Medium-Density Fiberboard, like Particle Board, produces extremely flat panels of very uniform thickness. Unlike particle board, MDF is made from fine wood fiber and can be milled and shaped very well, so we see it in mouldings and on projects where elaborate shapes are required.
THE GOOD: When applying hardwood veneers to the surface of MDF substrates, there is no concern for wood grain to “transmit” through the face veneers, which happens with veneer-core panels. Therefore, MDF-Core Hardwood panels are frequently used in high-end cabinet and furniture applications.
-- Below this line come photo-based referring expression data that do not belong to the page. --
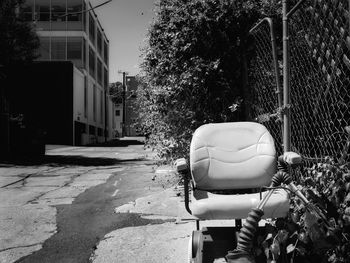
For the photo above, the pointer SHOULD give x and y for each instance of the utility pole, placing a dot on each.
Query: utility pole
(124, 106)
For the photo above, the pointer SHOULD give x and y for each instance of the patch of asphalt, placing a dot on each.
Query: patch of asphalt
(82, 224)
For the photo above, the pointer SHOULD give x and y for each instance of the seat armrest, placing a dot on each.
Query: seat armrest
(183, 169)
(292, 158)
(181, 166)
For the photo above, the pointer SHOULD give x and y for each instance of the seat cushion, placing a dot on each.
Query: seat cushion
(209, 206)
(232, 155)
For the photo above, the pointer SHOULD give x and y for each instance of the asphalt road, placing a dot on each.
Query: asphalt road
(82, 224)
(76, 191)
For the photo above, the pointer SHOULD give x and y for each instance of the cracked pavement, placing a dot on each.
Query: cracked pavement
(94, 204)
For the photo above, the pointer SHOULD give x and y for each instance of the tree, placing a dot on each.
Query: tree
(18, 41)
(193, 69)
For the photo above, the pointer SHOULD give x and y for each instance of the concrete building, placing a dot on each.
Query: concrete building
(68, 33)
(131, 114)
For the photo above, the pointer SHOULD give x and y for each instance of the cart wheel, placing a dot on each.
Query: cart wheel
(195, 246)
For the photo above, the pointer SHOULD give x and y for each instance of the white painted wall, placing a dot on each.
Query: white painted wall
(78, 96)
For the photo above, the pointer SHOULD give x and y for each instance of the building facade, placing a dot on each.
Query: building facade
(70, 31)
(131, 114)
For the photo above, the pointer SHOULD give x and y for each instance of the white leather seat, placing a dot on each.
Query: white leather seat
(228, 156)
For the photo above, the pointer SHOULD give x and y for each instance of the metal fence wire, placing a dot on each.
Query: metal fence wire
(263, 99)
(320, 79)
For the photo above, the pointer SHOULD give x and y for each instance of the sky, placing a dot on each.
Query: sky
(125, 23)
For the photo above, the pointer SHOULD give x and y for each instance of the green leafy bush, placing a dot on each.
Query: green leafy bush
(194, 70)
(304, 236)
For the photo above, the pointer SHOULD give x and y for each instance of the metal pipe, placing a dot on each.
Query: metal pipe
(275, 62)
(286, 79)
(274, 57)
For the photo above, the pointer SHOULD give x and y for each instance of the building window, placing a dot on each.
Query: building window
(105, 78)
(42, 10)
(85, 96)
(74, 8)
(28, 10)
(101, 105)
(84, 16)
(58, 48)
(99, 42)
(92, 58)
(75, 15)
(92, 130)
(105, 52)
(84, 53)
(44, 50)
(94, 106)
(75, 51)
(58, 10)
(99, 71)
(92, 28)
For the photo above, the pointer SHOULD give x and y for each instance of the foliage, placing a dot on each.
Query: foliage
(193, 69)
(116, 92)
(18, 41)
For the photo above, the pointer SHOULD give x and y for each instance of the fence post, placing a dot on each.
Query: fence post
(286, 79)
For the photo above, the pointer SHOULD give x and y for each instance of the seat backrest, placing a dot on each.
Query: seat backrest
(236, 155)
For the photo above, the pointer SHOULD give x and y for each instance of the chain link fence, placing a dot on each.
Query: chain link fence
(263, 98)
(320, 80)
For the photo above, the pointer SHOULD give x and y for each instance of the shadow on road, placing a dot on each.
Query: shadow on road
(118, 143)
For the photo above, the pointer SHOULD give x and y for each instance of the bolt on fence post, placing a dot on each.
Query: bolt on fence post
(286, 79)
One downside of MDF is that it is heavy, so it presents concerns for upper, hung cabinets. Water and moisture are problems for highly absorptive MDF, and it does not hold screws very well.
Combination Core (CC)
Reese’s Peanut Butter Cups. Best of both worlds: Chocolate AND Peanut Butter. That’s Combination-Core. Thin MDF layers are bonded to a central “plywood” sandwich. After that pressing, the face veneers are glued on the outside. Some trade names you might hear are ArmorCore, ClassicCore, ProCore.
THE GOOD: Flat. Uniform thicknesses. Lighter than MDF or Particleboard. Stronger, greater bending/spanning properties. Loves glue. Holds screws really well because of the plywood center. The grain of the internal plies can’t telegraph thru the face veneers due to the MDF layers.
And let’s talk about that last item. As technology has improved, manufacturers are able to slice the face veneers thinner and thinner. Which makes panels more and more susceptible to sand-through. Because the MDF layer ensures that the face is very flat, you need hardly any sanding to get your surfaces prepped for finishing. That is a huge advantage.
SO, WHAT’S NOT TO LIKE? Price. Combination Core panels are 10-20% more expensive than MDF-core. Which is a bargain compared to ruining a project because you just sanded right through the face veneers of a nearly completed project. We know; we’ve been there.
We’ll mention Lumber Core here, though you would rarely see it at Valencia Lumber, if ever, because it doesn’t lend itself to the creation of high-end cabinetry and furniture, which is the world our clientele occupies.
Lumber core is made from strips of solid lumber edge-glued together to form a flat panel. A veneer crossband is applied to that, followed by face veneers. You’ll see it in imported furniture or closet shelving, it’s typically 18mm. It holds screws really well (hey, it’s solid lumber inside), and has great bending strength.